Evans is right to point out the difference between statistical significance and substantive importance in quantitative research. With a large sample size, a minuscule difference can achieve high levels of statistical significance. However, this is less of a problem in our study because our sample is relatively small (around 600 cases). Furthermore, we use the relatively high threshold of two-tailed tests. This means that when our findings reach statistical significance the reader can be relatively sure that there is something important going on.
But while statistical significance has clear measures, substantive significance has no measure other than whether you think there is something important going on. To get a feel for it, one needs to put differences into everyday narratives. The following hypothetical situations would be consistent with the findings in our working paper.
• If in the late 1970s a graduate student were to examine the causal models used in sociology of religion articles she would find almost 40% having religion as a dependent variable and only 25% having religion as an independent variable. If she were to do the same review thirty years later she would find only 20% of articles having religion as a dependent variable and over half with religion as an independent variable. Put differently, thirty years ago it was approximately fifty percent more common for religion to be explained than explanatory while in the most recent measurement it was more than twice as likely to be explanatory than explained.
• If our graduate student were charged with reading 100 journal articles on religion in 1978, 12 would reflect negatively on religion while 15 would reflect positively. If she did the same thing in 1993, 6 articles would reflect negatively on religion while 28 would be positive. If she carried out the same task in 2003 21 would negative and 34 positive.
We think our hypothetical graduate student would have quite different experiences in each of these cases and these experiences would likely affect her own developing perspective.
Indeed, other than in certain key moments such as social revolutions or natural disasters, social structure tends to work precisely through small inputs iterated over time. Race, gender, class, residential location, pollution, networks, quality of education, public services, and social programs each have very small effects on individuals when they are compared to each other. But together and iterated over time these and other variables combine to create the radical, structured inequality that characterizes our contemporary world.
Consider funding. The data show that both private and public funding are positively and significantly correlated with positive socio-evaluative findings. If articles with funding are between 12% and 20% more likely to report positive socio-evaluative findings than articles without funding, over time this can have a huge impact (as anyone with credit card debt could readily testify). Thinking about it in substantive terms, for every research project that gets funded there are several more that don’t. And these unfunded researchers tend to observe those who did get funding, think about what went wrong with their own proposal and how they can be more successful the next time. When this experience is iterated over and again, the results can be considerable.

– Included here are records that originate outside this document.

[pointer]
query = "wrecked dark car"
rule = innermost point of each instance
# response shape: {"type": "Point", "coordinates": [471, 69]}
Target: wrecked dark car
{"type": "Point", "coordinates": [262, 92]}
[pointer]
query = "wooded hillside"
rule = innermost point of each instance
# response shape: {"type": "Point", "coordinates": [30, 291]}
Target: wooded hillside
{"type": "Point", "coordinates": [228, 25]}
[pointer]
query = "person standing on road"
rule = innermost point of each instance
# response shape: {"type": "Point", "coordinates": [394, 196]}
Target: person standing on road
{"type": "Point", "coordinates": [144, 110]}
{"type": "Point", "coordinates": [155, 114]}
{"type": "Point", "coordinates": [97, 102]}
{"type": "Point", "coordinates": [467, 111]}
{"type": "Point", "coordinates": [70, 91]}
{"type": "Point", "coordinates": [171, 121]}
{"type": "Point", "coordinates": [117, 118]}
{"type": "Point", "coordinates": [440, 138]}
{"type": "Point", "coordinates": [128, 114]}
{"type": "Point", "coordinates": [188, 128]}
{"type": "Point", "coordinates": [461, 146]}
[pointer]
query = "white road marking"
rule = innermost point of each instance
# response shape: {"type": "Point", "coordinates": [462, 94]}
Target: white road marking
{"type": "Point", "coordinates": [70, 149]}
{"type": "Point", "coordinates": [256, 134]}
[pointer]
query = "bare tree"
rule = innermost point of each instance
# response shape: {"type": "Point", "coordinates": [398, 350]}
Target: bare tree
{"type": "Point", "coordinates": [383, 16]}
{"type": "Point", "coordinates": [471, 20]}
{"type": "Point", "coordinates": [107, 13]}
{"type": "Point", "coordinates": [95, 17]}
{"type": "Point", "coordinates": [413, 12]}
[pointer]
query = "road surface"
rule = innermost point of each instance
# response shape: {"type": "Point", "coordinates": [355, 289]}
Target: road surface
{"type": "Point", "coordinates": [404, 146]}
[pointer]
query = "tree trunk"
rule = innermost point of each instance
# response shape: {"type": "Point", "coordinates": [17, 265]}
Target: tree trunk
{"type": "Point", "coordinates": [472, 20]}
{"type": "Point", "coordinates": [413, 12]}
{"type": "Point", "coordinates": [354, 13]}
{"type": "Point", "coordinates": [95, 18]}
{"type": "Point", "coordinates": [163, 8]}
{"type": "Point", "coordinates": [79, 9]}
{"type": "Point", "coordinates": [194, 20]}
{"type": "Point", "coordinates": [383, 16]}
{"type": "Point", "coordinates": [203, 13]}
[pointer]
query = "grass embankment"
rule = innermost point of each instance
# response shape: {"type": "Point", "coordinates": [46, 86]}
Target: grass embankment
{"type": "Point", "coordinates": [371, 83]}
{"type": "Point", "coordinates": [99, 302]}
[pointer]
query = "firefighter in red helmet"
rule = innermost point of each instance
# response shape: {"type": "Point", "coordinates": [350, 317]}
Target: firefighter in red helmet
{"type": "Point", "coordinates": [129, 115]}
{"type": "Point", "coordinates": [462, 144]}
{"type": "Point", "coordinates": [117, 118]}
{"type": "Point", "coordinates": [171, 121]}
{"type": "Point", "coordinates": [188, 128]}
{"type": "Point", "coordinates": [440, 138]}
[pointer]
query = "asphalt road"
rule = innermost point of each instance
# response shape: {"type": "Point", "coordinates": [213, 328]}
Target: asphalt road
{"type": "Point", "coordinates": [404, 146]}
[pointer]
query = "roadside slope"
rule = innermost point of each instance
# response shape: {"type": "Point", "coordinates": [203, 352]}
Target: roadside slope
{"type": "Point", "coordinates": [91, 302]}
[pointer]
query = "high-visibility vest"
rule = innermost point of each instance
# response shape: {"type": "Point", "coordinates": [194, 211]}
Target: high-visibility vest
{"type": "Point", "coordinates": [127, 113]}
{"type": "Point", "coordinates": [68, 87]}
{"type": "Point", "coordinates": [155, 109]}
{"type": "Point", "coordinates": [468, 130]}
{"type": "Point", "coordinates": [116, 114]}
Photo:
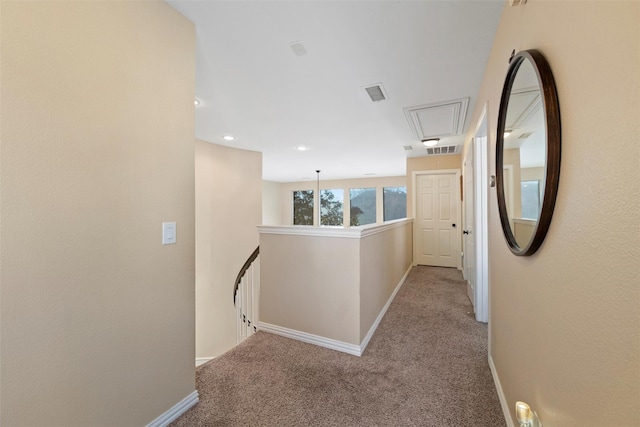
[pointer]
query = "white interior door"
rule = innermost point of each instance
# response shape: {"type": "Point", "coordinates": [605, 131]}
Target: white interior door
{"type": "Point", "coordinates": [481, 223]}
{"type": "Point", "coordinates": [436, 220]}
{"type": "Point", "coordinates": [468, 235]}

Think about it in another way. Imagine that, for better or for worse, many public and private institutions with power and resources want US citizens to maintain a positive image of religion, and they promote this goal not only through funding for scholarship, but through funding for faith-based social programs, tax breaks for religious institutions, or providing political access to religious leaders. Each of these initiatives likely has a small impact; but taken together and over time, they undoubtedly would affect people’s perceptions of religion.